Kesembilan wali ini mempunyai peranan yang sangat penting dalam penyebaran agama Islam di pulau Jawa pada abad ke-15. Adapun peranan walisongo dalam penyebaran agama Islam antara lain :
1.         Sebagai pelopor penyebarluasan agama Islam kepada masyarakat yang belum banyak mengenal ajaran Islam di daerahnya masing-masing.
2.         Sebagai para pejuang yang gigih dalam membela dan mengembangkan agama Islam di masa hidupnya.
3.         Sebagai orang-orang yang ahli di bidang agama Islam.
4.         Sebagai orang yang dekat dengan Allah Swt karena terus-menerus beribadah kepada-Nya, sehingga memiliki kemampuan yang lebih.
5.         Sebagai pemimpin agama Islam di daerah penyebarannya masing-masing, yang mempunyai jumlah pengikut cukup banyak di kalangan masyarakat Islam.
6.         Sebagai guru agama Islam yang gigih mengajarkan agama Islam kepada para muridnya.
7.         Sebagai kiai yang menguasai ajaran agama Islam dengan cukup luas.
8.         Sebagai tokoh masyarakat Islam yang disegani pada masa hidupnya.
Berkat kepeloporan dan perjuangan wali sembilan itulah, maka agama Islam menyebar ke seluruh pulau Jawa bahkan sampai ke seluruh daerah di Nusantara.
Dalam menyebarkan agama Islam, pastilah walisongo melakukan interaksi sosial dengan masyarakat Jawa. Dalam tiap interaksi yang dilakukan oleh walisongo dengan masyarakat Jawa pada saat itu memiliki makna dan tujuan tersendiri.
Dalam menjalankan tugas dakwah (menanamkan nilai-nilai Islam) tentulah model dakwah walisongo tersebut sesuai dengan tujuan dakwah Islam itu sendiri. Ada tiga tujuan dari dakwah :
1.      Menanamkan aqidah yang mantap di setiap hati seseorang, sehingga keyakinannya tentang ajaran Islam tidak dicampuri dengan rasa keraguan, salah satu upaya walisongo dalam rangka menanamkan aqidah Islam kepada masyarakat Jawa salah satunya adalah dengan menggunakan sarana mitologi Hindu sebagai model untuk menanamkan aqidah Islam oleh para walisongo adalah dilakukannya “de-dewanisasi” yang berupa cerita-cerita yang berkaitan dengan kelemahan dan kekurangan dewa sebagai sesembahan manusia.

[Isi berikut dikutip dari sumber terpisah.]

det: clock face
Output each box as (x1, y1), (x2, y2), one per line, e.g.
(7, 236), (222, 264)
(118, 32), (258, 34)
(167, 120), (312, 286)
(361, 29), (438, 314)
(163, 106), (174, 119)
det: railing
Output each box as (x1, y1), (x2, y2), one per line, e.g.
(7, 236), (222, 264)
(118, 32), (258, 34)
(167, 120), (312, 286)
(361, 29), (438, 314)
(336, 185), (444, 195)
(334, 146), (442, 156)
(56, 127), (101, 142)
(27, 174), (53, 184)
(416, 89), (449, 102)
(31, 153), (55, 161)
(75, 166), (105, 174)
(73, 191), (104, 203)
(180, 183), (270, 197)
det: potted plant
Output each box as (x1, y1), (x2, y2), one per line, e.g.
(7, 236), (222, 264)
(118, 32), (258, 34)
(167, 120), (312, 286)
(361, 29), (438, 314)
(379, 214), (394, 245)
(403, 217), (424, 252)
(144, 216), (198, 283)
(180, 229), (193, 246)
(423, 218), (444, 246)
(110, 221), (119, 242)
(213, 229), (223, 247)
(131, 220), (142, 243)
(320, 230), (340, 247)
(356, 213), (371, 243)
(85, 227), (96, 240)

Pada  perkembangan  selanjutnya  lahir  pula  mitologi  dewa-dewa Hindu yang sudah diadopsi sedemikian rupa. Dikisahkan dalam  Babad Mataram misalnya, bahwa dewa-dewa pada dasarnya adalah keturunan nabi Adam dan Ibu hawa.[46]
Dengan munculnya kisah-kisah dewa yang asal usulnya dari keturunan Adam maka jelaslah penanaman aqidah Islam mulai makin lama makin diyakini banyak orang dan lambat laun mengalahkan kisah mitologi Hindu yang asli. Munculnya kisah-kisah karangan ulama tersebut, maka orientasi perang idiologi para ulama semakin jelas mengarah kepada perombakan setting budaya dan tradisi keagamaan yang ada.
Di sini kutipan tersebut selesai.